Pourquoi les conservateurs du Canada se sont-ils empressés de se débarrasser de leur chef Andrew Scheer?

Andrew Scheer a été forcé de démissionner de son poste de chef du Parti conservateur du Canada la semaine dernière en raison de la clameur grandissante pour son départ au sein du parti et des médias corporatifs. La goutte d'eau qui a fait déborder le vase fut la révélation que l'argent du Fonds conservateur était utilisé pour payer l'éducation privée des enfants de Scheer, apparemment à l'insu des personnalités du parti responsables de gérer le fonds.

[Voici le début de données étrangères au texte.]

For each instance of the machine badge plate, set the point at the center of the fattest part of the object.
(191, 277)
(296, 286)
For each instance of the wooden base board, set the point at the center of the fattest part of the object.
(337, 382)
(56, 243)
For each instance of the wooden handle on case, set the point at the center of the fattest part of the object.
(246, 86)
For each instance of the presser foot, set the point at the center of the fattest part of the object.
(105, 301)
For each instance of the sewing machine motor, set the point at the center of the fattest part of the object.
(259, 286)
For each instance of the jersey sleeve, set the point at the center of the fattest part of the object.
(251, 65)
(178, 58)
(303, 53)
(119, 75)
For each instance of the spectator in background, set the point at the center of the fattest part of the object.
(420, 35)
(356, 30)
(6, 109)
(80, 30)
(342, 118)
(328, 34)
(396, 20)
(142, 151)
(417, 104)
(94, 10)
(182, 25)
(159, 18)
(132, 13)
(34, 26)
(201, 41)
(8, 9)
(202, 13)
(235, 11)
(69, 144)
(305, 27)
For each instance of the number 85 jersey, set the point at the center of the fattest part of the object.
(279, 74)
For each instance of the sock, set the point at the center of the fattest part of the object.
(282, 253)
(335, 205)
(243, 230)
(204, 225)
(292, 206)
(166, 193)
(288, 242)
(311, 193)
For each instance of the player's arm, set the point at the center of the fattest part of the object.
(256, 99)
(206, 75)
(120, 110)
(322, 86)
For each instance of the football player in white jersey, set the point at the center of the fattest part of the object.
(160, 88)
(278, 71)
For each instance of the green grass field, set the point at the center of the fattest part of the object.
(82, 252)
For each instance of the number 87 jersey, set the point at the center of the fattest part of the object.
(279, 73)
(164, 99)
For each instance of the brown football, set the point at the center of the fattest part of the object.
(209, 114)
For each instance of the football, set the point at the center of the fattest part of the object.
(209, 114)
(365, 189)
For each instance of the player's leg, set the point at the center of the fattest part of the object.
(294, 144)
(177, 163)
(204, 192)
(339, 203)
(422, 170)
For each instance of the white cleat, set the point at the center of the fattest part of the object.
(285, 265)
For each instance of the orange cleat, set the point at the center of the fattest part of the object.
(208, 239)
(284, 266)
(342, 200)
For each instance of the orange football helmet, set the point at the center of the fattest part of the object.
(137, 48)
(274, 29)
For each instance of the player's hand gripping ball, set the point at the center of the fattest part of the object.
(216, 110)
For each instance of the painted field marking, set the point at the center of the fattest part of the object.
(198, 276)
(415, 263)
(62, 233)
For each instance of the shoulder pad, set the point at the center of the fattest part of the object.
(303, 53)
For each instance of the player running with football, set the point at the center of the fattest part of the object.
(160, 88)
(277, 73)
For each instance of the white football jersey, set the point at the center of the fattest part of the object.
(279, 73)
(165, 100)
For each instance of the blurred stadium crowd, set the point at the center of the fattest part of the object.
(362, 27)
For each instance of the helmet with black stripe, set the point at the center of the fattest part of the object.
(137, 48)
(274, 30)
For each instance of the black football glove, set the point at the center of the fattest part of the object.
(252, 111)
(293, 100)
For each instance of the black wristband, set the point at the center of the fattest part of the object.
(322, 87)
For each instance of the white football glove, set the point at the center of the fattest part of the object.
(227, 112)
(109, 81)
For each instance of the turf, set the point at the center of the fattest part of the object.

Conformément à la constitution du parti, Scheer faisait déjà face à une «révision de la direction» ou à un vote lors d'un congrès du parti en avril. S'il a été évincé aussi rapidement, c'est parce qu'une grande partie de l'élite des grandes entreprises canadiennes partage la colère et la consternation des conservateurs face à l'incapacité du parti à renverser le gouvernement libéral dirigé par Justin Trudeau, largement discrédité, lors des élections fédérales d'octobre dernier.

L'hostilité viscérale envers le gouvernement Trudeau au sein de cette faction de la classe dirigeante et son exaspération face au résultat de l'élection l'ont également incité à encourager les gouvernements de droite de l'Alberta et de la Saskatchewan à menacer d'une crise de «l'unité nationale» si les libéraux ne rendent pas le programme fédéral de «péréquation» moins généreux, n'abolissent pas la taxe sur le carbone et ne font pas passer des projets de pipelines et de ressources naturelles devant l'opposition populaire.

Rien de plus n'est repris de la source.